Le chemin du retour, au crépuscule, se fait toutefois sous une nouvelle averse. Malgré tout, le bruit se fait de plus en plus fort devant nous, de plus en plus de gens se pressent dans la rue : le festival a ouvert ses portes sur la Weighbridge Place ! Un temps épouvantable et des jeunes insulaires que cela ne dérange pas du tout. La musique gronde et les lumières sonnent. Beaucoup de bruit, beaucoup de peau et de fines robes d'été qui flottent comme des drapeaux mouillés. Au moins, le ciel est clément. Nous nous arrêtons à un stand pour prendre une tournée de Stinky Bay et attendons que le vent nous sèche.

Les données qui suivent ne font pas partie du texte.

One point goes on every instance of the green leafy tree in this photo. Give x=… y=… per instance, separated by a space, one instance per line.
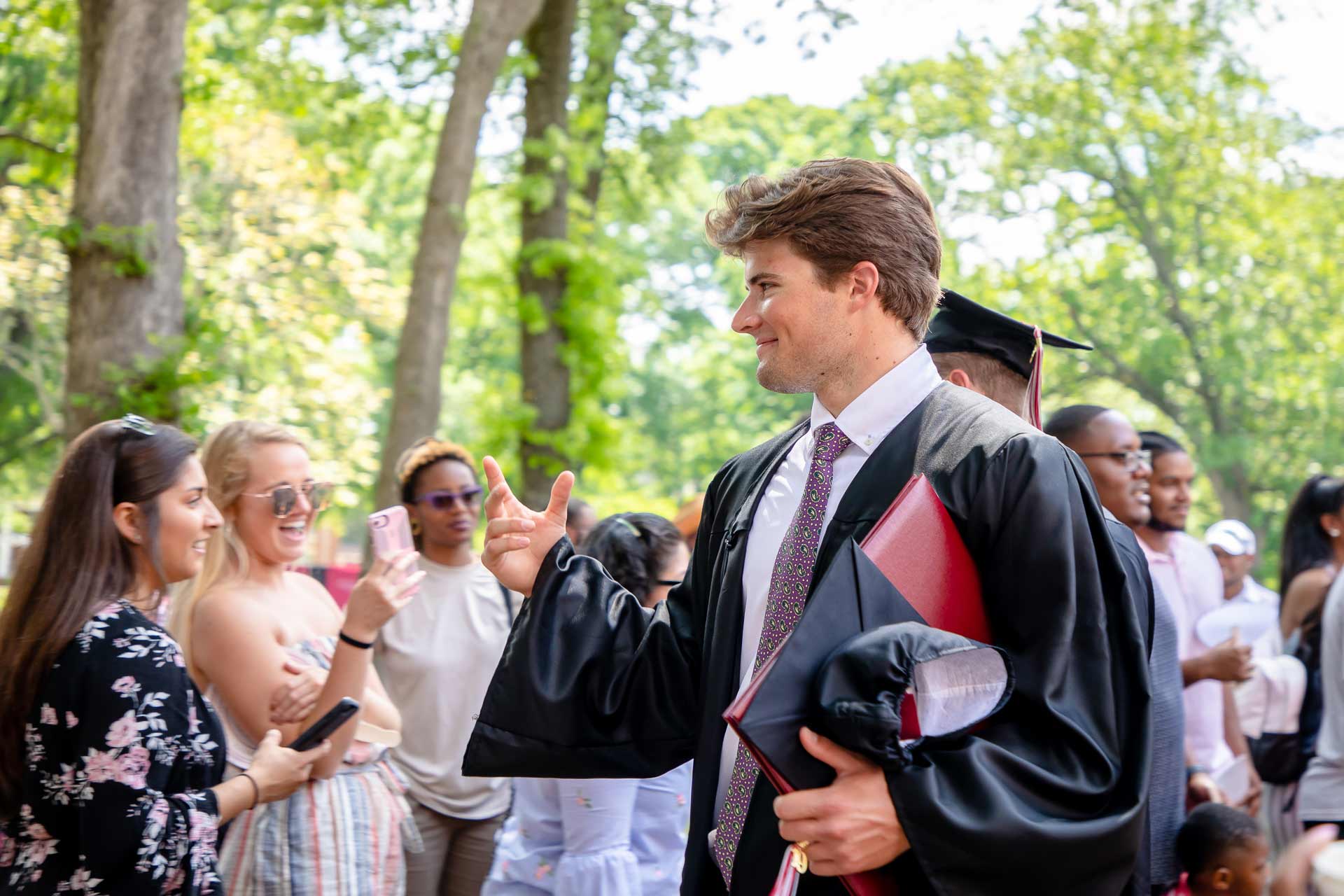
x=1182 y=234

Le dernier jour ! Le ciel s'est déjà éclairci et, à partir de l'après-midi, le vent devrait également diminuer, du moins un peu. Je descends du bus à La Rocque. Le village se trouve à la pointe sud-est de Jersey, d'où s'étend dans la mer, comme un grand coin de rocher, le banc Violet, long d'un mille et demi et large de deux milles à la base. Ce récif s'assèche lui aussi presque entièrement, révélant - comme aux îles Chausey - un monde chaotique de colonnes rocheuses, de bancs de sable, de lagunes et de ruisseaux. Comme en ce moment. On dit que des Néandertaliens ont vécu ici dans les premiers temps, lorsque le niveau de la mer était plus bas.
Loin au large, sur la ligne de basse mer : la Seymour Tower. Construite à la fin du 18e siècle pour défendre l'île, elle est non seulement accessible à pied, mais offre également des possibilités simples pour passer la nuit. Cela aurait été quelque chose : Une nuit dans le château plutôt qu'à bord ! J'aperçois des promeneurs qui viennent de se mettre en route. Bientôt, ils se retrouvent hors de vue derrière un rocher. Je descends à la plage à la place, où quelques vacanciers sont assis à l'ombre du haut mur de la mer. Ici, il n'y a presque pas de vent, c'est vraiment le plein été. Je prends des photos des bateaux à sec, de la jetée haute comme le ciel et de l'horizon parsemé de rochers. C'est ainsi que je me souviendrai de Jersey.